De surcroît, le libéralisme politique est-il aussi démuni que le disent ses détracteurs face aux revendications fondées sur la reconnaissance ? Déjà Berlin avait souligné que le désir de reconnaissance était tout aussi profond que le désir de liberté    . Les torts subis par l’indifférence, la condescendance ou le mépris d’autrui ne peuvent être compensés par l’assurance de ne pas être privé d’une certaine liberté d’action. Ce qui vaut pour l’individu vaut aussi pour les groupes.
 
On ne peut donc légitimement accuser le libéralisme d’être, par nature, inattentif à l’expression des différences collectives. C. Audard souligne, pour sa part, que l’égalité entre individus ne peut être pensée sans la médiation des cultures d’appartenance. Comme l’a montré, parmi d’autres, Georges Devereux, humanisation et ethnisation entretiennent des rapports de complémentarité : on ne saurait se limiter, pour comprendre un comportement humain, à expliquer l’aspect ethnique de celui-ci. Une fois cet aspect éclairé, survient la nécessité d’expliquer en quoi ce comportement est spécifiquement humain, c’est-à-dire ce qu’il comporte d’intemporel   C’est la conviction de C. Audard : “Sans attachement à des valeurs, nous ne sommes pas proprement humains ou plutôt humanisés”   Si traiter l’appartenance comme un moyen pour la liberté individuelle est totalement compatible avec les principes libéraux, on ne peut, en revanche, accepter de donner aux communautés “un rôle constitutif dans l’identité personnelle”   .

C. Audard prolonge sa réflexion en examinant les difficultés de la tolérance libérale face à des religions ou des croyances dont certaines semblent difficilement compatibles avec les valeurs du libéralisme. On sait que chez John Stuart Mill (De la liberté, 1859), la défense de la tolérance se fonde sur la valeur de la diversité : il est bon qu’existent des “expériences de vie” différentes. C’est parce que les individus sont fondamentalement différents et qu’ils doivent être souverains sur eux-mêmes que la tolérance est une exigence morale. Le libéralisme politique affirme donc le caractère vertueux du pluralisme. Ce dernier traite à l’identique les affirmations identitaires, qu’elles émanent d’associations volontaires ou involontaires. Dans une société pluraliste, ces associations sont évidemment très nombreuses et elles s’entrecroisent. Aucune affiliation identitaire ne peut, à elle seule, rendre compte de ce que nous sommes. Il n’y a là aucun consentement à la fragmentation sociale puisqu’il n’est nullement question de négliger les liens que nous partageons avec ceux qui, se reconnaissant dans une communauté d’appartenance, tracent une frontière avec ceux qui n’en sont pas membres. Toute communauté suppose un certain consensus, un accord général sur les règles du vivre-ensemble.

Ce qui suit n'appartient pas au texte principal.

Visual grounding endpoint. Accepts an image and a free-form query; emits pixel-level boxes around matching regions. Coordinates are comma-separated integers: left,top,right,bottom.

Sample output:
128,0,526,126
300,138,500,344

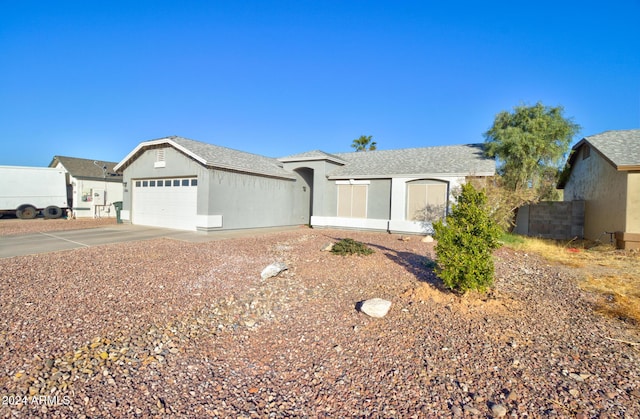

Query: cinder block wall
514,201,584,240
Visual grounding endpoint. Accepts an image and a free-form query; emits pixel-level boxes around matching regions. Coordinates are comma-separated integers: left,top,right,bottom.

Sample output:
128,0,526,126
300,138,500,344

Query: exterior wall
56,162,123,218
513,201,585,240
198,170,302,230
71,177,123,218
624,172,640,233
564,146,628,240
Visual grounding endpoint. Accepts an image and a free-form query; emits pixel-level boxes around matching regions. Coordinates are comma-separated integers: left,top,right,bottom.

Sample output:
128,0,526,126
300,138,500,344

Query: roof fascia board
327,172,495,180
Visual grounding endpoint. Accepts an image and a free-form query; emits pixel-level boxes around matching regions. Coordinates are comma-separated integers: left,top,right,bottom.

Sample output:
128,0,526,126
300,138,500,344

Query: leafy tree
433,183,501,292
484,102,580,198
351,135,376,151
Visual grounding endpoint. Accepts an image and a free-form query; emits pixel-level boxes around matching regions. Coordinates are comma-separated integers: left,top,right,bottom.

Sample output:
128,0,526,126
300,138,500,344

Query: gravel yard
0,220,640,418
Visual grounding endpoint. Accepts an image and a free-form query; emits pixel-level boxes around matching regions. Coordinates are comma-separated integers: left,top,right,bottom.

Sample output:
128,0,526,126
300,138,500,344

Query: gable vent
153,148,167,168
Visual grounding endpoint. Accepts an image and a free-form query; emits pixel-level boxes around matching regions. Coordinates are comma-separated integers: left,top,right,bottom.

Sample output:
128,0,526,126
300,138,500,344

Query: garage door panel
132,179,198,230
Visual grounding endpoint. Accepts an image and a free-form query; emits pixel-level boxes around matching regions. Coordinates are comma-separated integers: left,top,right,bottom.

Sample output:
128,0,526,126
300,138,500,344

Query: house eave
327,172,495,180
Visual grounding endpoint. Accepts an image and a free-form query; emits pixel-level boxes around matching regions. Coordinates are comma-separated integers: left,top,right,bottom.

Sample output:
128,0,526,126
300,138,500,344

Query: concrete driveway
0,224,300,259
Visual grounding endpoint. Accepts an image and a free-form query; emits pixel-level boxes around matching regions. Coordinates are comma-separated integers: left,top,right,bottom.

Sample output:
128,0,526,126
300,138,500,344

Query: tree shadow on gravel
332,237,451,293
367,243,451,293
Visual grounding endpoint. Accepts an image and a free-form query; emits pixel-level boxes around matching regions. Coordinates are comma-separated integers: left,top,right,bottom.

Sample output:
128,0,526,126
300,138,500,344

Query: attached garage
131,177,198,231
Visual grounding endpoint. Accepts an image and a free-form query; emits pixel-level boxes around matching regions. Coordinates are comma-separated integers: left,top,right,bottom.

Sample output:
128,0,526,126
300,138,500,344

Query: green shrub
331,239,373,256
433,183,502,292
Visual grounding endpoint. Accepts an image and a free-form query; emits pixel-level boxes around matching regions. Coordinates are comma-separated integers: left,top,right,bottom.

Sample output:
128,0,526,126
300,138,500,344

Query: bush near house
433,183,502,292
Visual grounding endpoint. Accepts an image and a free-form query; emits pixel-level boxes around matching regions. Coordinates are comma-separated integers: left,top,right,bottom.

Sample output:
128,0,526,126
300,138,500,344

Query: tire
16,205,38,220
42,205,62,219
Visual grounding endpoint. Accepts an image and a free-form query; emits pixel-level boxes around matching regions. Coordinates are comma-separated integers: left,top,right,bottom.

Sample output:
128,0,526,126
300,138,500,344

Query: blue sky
0,0,640,166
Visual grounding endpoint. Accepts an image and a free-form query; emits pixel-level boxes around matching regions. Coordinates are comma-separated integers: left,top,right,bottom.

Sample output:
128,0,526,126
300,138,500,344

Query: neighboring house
558,129,640,248
114,137,495,233
49,156,122,218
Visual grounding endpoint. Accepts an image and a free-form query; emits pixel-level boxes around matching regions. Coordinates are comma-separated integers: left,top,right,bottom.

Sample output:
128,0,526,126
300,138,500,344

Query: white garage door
131,178,198,230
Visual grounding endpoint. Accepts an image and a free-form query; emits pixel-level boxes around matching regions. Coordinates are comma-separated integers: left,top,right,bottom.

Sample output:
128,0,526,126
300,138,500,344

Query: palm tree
351,135,376,151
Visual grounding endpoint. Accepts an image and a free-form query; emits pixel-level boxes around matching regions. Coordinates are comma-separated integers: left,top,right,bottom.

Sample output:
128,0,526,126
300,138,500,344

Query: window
336,181,368,218
406,180,447,221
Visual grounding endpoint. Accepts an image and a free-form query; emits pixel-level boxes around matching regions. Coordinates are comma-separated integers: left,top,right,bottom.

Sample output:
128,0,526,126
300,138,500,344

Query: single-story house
558,129,640,248
114,136,495,233
49,156,122,218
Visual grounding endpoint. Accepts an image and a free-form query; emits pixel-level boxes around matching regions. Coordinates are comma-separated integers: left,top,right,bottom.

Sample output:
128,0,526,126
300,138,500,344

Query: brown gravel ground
0,220,640,418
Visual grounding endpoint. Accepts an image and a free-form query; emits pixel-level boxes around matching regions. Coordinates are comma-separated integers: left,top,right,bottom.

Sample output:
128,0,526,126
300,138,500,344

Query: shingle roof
574,129,640,170
329,144,496,179
49,156,122,182
116,136,295,179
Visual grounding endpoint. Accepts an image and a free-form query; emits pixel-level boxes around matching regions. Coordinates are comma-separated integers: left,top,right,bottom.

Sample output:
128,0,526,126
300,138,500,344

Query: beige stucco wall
564,146,627,241
624,172,640,233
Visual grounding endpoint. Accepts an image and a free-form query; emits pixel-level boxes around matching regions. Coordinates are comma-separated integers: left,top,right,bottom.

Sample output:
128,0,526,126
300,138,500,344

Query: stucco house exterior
114,136,495,234
558,129,640,249
49,156,122,218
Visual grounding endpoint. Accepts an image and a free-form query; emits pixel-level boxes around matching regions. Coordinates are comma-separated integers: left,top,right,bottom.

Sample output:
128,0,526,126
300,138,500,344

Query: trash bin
113,201,122,224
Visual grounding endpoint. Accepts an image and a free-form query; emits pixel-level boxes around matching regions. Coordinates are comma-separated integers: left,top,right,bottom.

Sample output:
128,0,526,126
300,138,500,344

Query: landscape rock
260,262,288,280
320,242,334,252
491,404,507,418
359,298,391,318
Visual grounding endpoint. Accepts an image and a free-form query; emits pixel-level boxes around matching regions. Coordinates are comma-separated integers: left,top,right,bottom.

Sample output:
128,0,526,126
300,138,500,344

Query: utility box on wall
91,189,107,205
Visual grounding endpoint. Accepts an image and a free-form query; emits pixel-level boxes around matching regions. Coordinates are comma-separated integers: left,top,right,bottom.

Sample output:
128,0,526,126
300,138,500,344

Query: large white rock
360,298,391,317
260,262,287,280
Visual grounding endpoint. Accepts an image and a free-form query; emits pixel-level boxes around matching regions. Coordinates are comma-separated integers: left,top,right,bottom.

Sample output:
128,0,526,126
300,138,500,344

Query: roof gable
116,136,295,179
278,150,346,164
573,129,640,170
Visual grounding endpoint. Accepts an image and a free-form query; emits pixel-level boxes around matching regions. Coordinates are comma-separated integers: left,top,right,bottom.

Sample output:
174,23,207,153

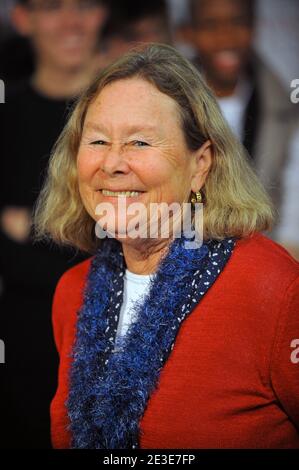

Une des façons de revigorer cet accord se situe dans la généralisation de la délibération, ce qui représente, selon C. Audard, un retour à la tradition libérale. Ce changement dans la procédure de décision pose la question essentielle de la justification publique dont Rawls a souligné l’importance : “Si le libéralisme a besoin d’une justification philosophique, indépendante des idéaux qu’elle promeut, et que cette justification n’intègre pas ces idéaux, il est en totale contradiction : une doctrine hétéronome au service de l’autonomie”   La démocratie délibérative n’est-elle pas, en outre, un moyen de  rapprocher le libéralisme du socialisme, à condition d’entendre ce dernier comme l’exigence d’apprécier l’économie de marché à l’aune de l’idéal de justice sociale ? Dès lors, la promesse serait tenue, et le libéralisme resterait “la doctrine de résistance radicale aux pouvoirs de domination et de défense de la liberté et de la dignité humaines”   qu’il est  constitutivement.